With the start he had at the ultra-challenging Merrill Hills Country Club, a course that forces golfers to play smart instead of herculean, Obermueller looked more like a Sunday hacker than a future pro.
After birding the opening hole, Obermueller bogeyed his next five holes, two of which were double bogeys that were painful to watch - a five-putt on the 528-yard second hole and a snipe into some pine trees on the 484-yard fourth, forcing him to take an unplayable lie penalty.
"I was clueless for awhile," Obermueller said. "I was shocked and really didn't know what to think. I didn't know when the wheels were going to get back on."

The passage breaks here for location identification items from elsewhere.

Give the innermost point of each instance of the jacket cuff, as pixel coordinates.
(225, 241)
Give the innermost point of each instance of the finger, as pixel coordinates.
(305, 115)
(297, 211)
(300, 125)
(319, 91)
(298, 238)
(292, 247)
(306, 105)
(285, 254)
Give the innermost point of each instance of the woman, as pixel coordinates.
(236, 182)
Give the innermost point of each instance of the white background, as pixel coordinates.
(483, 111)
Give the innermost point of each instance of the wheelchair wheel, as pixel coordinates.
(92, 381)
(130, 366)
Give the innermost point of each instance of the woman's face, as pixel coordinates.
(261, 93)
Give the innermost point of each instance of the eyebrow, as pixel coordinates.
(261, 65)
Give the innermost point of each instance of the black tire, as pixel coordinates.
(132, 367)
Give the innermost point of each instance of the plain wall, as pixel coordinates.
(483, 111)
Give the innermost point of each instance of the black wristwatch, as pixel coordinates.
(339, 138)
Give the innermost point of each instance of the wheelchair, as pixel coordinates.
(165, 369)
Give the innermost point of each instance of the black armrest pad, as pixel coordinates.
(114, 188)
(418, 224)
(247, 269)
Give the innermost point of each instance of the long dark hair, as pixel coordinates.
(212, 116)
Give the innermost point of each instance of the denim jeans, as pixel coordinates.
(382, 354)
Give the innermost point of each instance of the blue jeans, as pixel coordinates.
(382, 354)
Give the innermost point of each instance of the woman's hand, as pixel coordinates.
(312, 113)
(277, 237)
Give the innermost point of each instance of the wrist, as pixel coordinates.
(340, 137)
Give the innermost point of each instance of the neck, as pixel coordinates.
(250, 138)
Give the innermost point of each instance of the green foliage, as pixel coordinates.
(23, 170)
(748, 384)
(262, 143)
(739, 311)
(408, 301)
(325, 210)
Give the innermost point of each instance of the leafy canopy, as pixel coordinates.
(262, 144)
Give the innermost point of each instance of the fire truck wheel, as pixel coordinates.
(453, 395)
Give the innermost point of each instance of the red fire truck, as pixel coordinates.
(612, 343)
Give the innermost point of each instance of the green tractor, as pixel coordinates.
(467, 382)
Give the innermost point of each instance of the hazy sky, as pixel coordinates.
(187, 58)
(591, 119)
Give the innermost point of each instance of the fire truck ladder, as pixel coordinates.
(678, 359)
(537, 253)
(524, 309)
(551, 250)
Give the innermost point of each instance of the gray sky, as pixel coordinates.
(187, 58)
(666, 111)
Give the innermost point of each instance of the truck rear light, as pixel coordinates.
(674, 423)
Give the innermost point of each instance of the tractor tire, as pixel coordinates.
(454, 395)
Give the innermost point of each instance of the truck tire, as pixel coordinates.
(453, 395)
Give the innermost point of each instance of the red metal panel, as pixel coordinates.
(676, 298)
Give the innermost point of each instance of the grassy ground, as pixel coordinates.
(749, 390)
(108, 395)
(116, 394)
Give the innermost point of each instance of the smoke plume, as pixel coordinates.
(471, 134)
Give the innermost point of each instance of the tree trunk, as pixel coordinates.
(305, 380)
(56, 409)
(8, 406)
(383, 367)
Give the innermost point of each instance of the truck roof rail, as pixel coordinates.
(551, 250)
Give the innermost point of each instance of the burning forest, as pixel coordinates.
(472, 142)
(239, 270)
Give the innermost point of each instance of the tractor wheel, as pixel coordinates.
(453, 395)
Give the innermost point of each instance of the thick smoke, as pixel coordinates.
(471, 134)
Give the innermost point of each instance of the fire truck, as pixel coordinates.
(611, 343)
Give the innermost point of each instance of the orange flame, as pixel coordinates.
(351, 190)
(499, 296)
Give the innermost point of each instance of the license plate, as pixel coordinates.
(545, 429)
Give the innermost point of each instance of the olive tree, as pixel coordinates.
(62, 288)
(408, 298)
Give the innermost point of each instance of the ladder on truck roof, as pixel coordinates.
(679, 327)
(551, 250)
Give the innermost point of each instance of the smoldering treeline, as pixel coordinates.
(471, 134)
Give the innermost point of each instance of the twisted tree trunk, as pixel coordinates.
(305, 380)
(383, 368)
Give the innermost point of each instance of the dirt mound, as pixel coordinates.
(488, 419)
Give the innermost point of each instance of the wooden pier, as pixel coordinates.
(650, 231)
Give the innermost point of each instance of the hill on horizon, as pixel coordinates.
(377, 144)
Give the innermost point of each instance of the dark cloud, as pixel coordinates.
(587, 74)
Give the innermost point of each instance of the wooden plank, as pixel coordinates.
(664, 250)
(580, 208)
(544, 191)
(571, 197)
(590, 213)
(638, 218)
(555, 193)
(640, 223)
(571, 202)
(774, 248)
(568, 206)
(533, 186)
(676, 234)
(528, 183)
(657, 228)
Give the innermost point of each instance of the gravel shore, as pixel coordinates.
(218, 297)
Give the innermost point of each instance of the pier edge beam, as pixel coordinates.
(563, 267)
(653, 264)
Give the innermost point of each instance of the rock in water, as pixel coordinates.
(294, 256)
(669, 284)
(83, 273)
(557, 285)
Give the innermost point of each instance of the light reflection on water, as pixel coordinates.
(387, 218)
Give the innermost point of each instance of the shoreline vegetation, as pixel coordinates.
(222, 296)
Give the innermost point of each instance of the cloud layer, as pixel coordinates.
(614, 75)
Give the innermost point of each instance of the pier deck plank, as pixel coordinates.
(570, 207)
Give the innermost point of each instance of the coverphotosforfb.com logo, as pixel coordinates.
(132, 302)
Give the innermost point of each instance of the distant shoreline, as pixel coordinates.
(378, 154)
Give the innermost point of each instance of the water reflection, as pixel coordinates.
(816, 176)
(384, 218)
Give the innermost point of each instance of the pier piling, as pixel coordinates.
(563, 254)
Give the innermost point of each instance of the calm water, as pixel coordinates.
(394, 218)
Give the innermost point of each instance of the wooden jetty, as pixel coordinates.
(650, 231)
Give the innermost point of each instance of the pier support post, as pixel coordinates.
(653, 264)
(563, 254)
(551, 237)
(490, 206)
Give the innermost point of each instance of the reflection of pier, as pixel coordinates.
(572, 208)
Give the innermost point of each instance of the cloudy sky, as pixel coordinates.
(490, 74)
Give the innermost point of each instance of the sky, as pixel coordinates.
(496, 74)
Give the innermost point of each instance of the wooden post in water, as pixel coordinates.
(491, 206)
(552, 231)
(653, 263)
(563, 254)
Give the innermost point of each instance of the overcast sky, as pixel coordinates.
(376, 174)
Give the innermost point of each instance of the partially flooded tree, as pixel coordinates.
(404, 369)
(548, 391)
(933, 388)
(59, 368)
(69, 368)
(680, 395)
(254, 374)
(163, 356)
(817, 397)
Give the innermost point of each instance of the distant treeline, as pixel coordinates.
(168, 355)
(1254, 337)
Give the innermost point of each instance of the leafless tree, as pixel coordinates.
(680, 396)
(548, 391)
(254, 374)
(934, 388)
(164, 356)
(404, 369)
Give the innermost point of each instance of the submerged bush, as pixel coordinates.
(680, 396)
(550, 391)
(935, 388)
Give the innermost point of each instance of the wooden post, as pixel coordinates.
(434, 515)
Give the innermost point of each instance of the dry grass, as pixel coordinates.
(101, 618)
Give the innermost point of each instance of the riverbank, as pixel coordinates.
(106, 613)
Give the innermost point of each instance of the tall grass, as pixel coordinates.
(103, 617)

The same could be said for his playing partners - Mark Bemowski (80), a six-time State Amateur Championship, and Jordan Elsen (80), a senior captain with the Badgers. Taking Obermueller's opening-hole birdie out of the equation, the three-some registered no birdies, hit just seven greens in regulation and each shot a 6-over 41 on the front nine.
It got so bad that Bemowski's caddie said it looked more like the C Flight of the Club Championship than the final round of the 108th amateur.
"I felt like just telling all the audience, ‘Hey, trust me, we play golf. We're going to turn this around.'" said Obermueller. "For a while, I bet half the members were wondering why they weren't in the tournament."
Obermueller did recover, getting up and down on both 16 and 17 to start moving in the right direction. On the tree-lined 11th, Obermueller birdied after he punched his approach shot from under a willow tree to 15 feet. On the 532-yard 13th, the lefty ripped a second-shot fairway wood from the rough onto green from 250 yards out and two-putted for birdie and a two-shot advantage.
Despite a pair of bogeys on the par-4 15th and the par-5 17th, Obermueller punched a 150-yard 9-iron on the 412-yard 18th to 15 feet, setting up the victory on the 72nd hole.
"I wanted to make sure I knew exactly where I stood," Obermueller said. "I just wanted to get it up there and two putt."
He only needed a two-putt to win because McConnell struggled all week to find the pace of Merrill Hills' slick greens. Estimating he made 11 three-putts during the week, McConnell, entering the final hole tied a top the leaderboard and playing in the second-to-last group, hit his first putt from above the hole too hard, sending it 25-feet past.
McConnell missed the comebacker and watched helplessly as Obermueller closed the door.
"It's tough to win the golf tournament when you three putt," said McConnell, who has now finished runner up in four state amateur tournaments, three of which occurred in Florida. "The greens are so tough that you can bogey any hole, but you can't recover from that many three putts. I knew that two putts was all I needed, which is disappointing."